European Union and NATO
The European Union and Ukraine-EU association agreement enjoy broad support in Kyiv. The surprise announcement that implementation of part of the free trade agreement would be postponed until December 2015 caught almost everyone by surprise. Mr. Yatseniuk explained it as advantageous to Ukrainian companies, as the European Union would lower its tariffs shortly after ratification (scheduled for a vote in both the Rada and European Parliament on September 16), while Ukraine could maintain tariffs on EU imports for another 15 months.
Public support for NATO is rising in Ukraine, and several YES panelists addressed NATO membership. Ms. Tymoshenko said Ukraine should have made NATO membership a part of the Budapest memorandum. Mr. Yatseniuk noted that, with Russia’s invasion, NATO offered the only vehicle for defending Ukraine, though he understood that the Alliance was not ready for Ukraine to apply—an understanding that others privately acknowledged.
Where’s the Reform?
Businessmen and civil society leaders at YES panels and in private conversations expressed great frustration with the lack of progress on economic reform and anti-corruption efforts. The government on its own could abolish a number of unneeded regulatory bodies that only created red tape and corruption opportunities, but it had not, just as there had been no major corruption prosecutions.
Mr. Poroshenko acknowledged the point, saying he would try to accelerate reform efforts. Mr. Yatseniuk agreed that the government had not yet advanced major anti-corruption reform but stoutly defended the government’s record.
Mr. Yatseniuk painted an (overly?) optimistic picture of Ukraine’s energy situation as winter loomed. He said Ukraine had 17 billion cubic meters in storage (the country recently has burnt about 50 billion cubic meters per year) and had begun importing coal from as far away as South Africa to make up for lost coal production in Donetsk.
The Rada Elections and What Comes After
Rada elections are scheduled for October 26. Mr. Poroshenko told his audience that Ukraine could prevail only if united but would stay united even with the Rada elections. Perhaps, but there is some reason for concern that the elections could produce a divided or muddled parliament. Mr. Poroshenko and Mr. Yatseniuk failed to agree on running together in a single party, though the prime minister said he was ready to sign a coalition agreement even before the elections.

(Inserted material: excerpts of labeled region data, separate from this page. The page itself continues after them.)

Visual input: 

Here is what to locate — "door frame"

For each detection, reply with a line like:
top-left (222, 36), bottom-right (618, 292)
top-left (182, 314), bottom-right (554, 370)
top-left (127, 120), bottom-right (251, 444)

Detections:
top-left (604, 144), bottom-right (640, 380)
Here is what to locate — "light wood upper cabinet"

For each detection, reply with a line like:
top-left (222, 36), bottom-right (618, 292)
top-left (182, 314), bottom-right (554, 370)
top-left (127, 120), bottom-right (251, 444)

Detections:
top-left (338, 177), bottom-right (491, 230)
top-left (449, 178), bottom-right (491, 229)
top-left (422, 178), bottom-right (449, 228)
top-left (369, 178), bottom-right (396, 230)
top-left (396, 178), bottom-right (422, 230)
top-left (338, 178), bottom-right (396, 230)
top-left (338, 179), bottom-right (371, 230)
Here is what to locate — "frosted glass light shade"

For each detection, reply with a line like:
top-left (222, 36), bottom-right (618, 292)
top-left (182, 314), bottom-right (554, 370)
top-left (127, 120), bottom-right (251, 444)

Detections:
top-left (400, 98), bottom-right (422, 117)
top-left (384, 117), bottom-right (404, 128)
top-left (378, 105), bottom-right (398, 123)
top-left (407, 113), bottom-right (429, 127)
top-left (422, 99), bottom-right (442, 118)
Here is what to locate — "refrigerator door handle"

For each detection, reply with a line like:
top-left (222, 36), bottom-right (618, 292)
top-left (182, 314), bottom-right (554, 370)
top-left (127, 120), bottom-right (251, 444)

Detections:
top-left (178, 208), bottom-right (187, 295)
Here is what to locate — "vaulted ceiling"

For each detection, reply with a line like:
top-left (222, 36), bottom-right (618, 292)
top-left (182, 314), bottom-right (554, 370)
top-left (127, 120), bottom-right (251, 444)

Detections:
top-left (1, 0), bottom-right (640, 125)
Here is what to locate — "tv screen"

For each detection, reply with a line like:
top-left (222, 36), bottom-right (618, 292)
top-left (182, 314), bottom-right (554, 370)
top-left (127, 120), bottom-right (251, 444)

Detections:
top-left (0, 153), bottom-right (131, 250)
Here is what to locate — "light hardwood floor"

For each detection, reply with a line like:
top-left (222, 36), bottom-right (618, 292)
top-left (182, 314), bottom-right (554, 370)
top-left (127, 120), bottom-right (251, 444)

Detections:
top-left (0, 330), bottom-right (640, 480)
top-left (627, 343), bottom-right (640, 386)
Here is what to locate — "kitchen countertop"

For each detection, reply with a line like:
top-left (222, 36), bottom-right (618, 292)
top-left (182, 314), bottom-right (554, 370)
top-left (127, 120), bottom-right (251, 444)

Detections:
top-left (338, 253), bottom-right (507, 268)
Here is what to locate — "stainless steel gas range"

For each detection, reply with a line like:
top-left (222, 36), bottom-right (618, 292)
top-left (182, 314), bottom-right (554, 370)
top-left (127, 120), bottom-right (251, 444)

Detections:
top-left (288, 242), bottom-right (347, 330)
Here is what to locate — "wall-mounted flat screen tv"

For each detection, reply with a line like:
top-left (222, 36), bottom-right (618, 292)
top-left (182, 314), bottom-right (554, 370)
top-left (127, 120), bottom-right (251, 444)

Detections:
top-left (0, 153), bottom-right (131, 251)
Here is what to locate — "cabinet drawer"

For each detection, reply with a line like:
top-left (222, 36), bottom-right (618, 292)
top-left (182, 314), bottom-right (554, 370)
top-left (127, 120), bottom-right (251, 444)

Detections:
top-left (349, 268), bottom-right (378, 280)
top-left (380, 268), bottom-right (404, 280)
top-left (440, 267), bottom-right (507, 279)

There are a number of wild cards. According to opinion polls, Oleh Lyashko’s Radical Party will have little trouble clearing the five-percent threshold for the party list vote. It is not clear how Donetsk and Luhansk will be handled in the elections; one former official expressed concern that Mr. Putin could use elections there to form “his” bloc in the Rada. Another official pointed out that leaders of the volunteer battalions could trade on their hero images and reputations for straight talk to do well in individual constituency votes.
Ukraine needs a strong, stable Rada coalition following the October elections that will work with a president and prime minister who are on the same page to implement key reforms and anti-corruption measures, as well as to manage the conflict in eastern Ukraine and a settlement process. If Mr. Poroshenko and the prime minister are not in sync, or if a divided Rada falls back into the petty political in-fighting and non-transparent dealings that characterized so many Radas before it, Kyiv will have a difficult time addressing the many challenges confronting it. And it will have a much harder time securing stronger support from the United States and Europe if the West feels that it has seen the movie before … and already knows the unhappy ending.
Note: The YES conference is sponsored by the Victor Pinchuk Fund, which is a Brookings donor.